The museum is housed in the former home of one of the families Kenneally chronicled. That family was forced out after a series of bank and real estate missteps. Now it is an homage to these people’s history – along with many others who Kenneally has closely followed over the last decade. Running through the ground floor is a mural that offers a timeline from the Paleo Indians to the present, scrapbooks with historical ephemera such as jail letters, probation reports and maternity tests are also on display – and of course blown up prints of her arresting photographs. The People’s Museum cleverly weaves the historical with the contemporary, giving context to the rise and fall of Troy’s social and domestic landscape. By putting past and present side-by-side, the grim reality of generational poverty is put in perspective, says Kenneally.
The photographer grew up in nearby Albany and her childhood was fraught with “a lot of bad stuff,” she says. Her family had little money and she became dependent on drugs and alchohol from a young age. But she broke the cycle of “damaged child becomes damaged adult” and left her toxic homelife aged 17 to study in Miami. Her photography has in part, been a chance to “re-do” her past, this time with more control. “Through understanding these kids more and more I understood what had happened in my own life,” says Kenneally.
Her layered documentary project Upstate Girls: Unraveling Collar City drives the exhibition’s content. It’s intensely intimate – “which some might find uncomfortable” – and hyper-local. But its “realness” reaches across the vernacular. If Troy was once the prototype for the industrialization of America, in 2016, it could be said to represent the fall of these once thriving communities. Scant employment opportunities and high incarceration rates plague the city and, as with many blue-collar neighborhoods, the American Dream is a faltering myth. In this year’s presidential election, Rensselaer County – of which Troy is the capital – went to Trump with a 3% margin, perhaps a rejection of the status quo that has done little for the working class over the last decade.

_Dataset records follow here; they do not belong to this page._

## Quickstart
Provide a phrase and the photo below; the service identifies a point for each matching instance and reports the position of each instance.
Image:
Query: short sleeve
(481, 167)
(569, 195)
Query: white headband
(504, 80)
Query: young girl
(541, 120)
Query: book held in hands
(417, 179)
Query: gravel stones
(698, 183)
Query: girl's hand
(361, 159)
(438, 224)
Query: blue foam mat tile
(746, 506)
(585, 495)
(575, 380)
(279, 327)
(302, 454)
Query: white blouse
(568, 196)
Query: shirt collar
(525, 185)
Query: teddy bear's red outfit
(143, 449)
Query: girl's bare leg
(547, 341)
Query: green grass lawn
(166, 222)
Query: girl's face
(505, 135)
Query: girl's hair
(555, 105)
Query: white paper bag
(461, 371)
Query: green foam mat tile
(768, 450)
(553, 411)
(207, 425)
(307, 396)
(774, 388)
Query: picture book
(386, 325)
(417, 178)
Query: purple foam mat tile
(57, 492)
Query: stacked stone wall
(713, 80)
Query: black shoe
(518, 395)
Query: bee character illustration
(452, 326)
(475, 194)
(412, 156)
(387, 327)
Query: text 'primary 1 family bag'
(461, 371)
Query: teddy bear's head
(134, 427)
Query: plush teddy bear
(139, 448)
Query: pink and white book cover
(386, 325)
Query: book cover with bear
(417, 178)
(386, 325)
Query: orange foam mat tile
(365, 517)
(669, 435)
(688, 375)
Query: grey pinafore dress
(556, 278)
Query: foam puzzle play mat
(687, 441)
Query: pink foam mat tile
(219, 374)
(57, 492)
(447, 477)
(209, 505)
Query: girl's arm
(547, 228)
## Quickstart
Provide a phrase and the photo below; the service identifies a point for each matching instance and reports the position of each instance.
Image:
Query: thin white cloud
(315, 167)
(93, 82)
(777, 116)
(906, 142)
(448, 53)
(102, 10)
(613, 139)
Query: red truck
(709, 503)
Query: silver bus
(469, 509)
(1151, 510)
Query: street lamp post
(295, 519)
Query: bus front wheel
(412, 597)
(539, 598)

The museum is also in response to a million dollar temporary art installation – a think piece from the Bloomberg-funded Breathing Lights Project – where more than 50 abandoned buildings in the neighborhood are lit up with a “soft, amber glow”. Though channeling a positive message in theory, Kenneally feels it only opens up a “one-dimensional conversation”. The irony of the vast expense of this project juxtaposed with neighboring homes where people can’t afford new socks, isn’t lost on her either. “I respect what they’re doing,” says Kenneally. “But if I were critiquing it and I was on that committee, I would say: ‘And then what?’”
Kenneally hopes the People’s Museum will give the community more creative agency and be an antidote to the “art-washing” that’s sweeping economically depressed areas across America. As Noam Chomsky said, at its core, class is simply defined by those who make the rules and those who follow them. Creative class is no different. As well as the museum, Kenneally has set up an artist’s residency for marginalized youths aged 18-21 from upstate New York. The residency, called A Little Creative Class, breaks down the cultural barriers that Kenneally’s subjects have all faced and which she was able to overcome. “I started the residency as a way to put into practice all I have learned from my years reporting in Troy,” she says.
Kenneally’s work began nearly 13 years ago but until “real legislative change” has been enacted she says it won’t be complete. For her, the formula is simple: “I feel like the people at the top need to make real changes and the people that have too much money need to give some up. People show love by giving money – to institutions or to each other – and they show hate by withholding it.” Despite her tireless work, she feels she is yet to shift the dialogue around depressed communities, in part because America is “based on the idea that we are a classless society.” And until the semiotics are confronted head on, poverty will perpetuate.
Brenda Ann Kenneally is a digital-folk artist based in New York. Her Upstate Girls project can be viewed on her website. North Troy People’s Museum is open to the public until Jan. 1, 2017. Visits are by appointment only. A Little Creative Class will be open for residencies from fall 2017.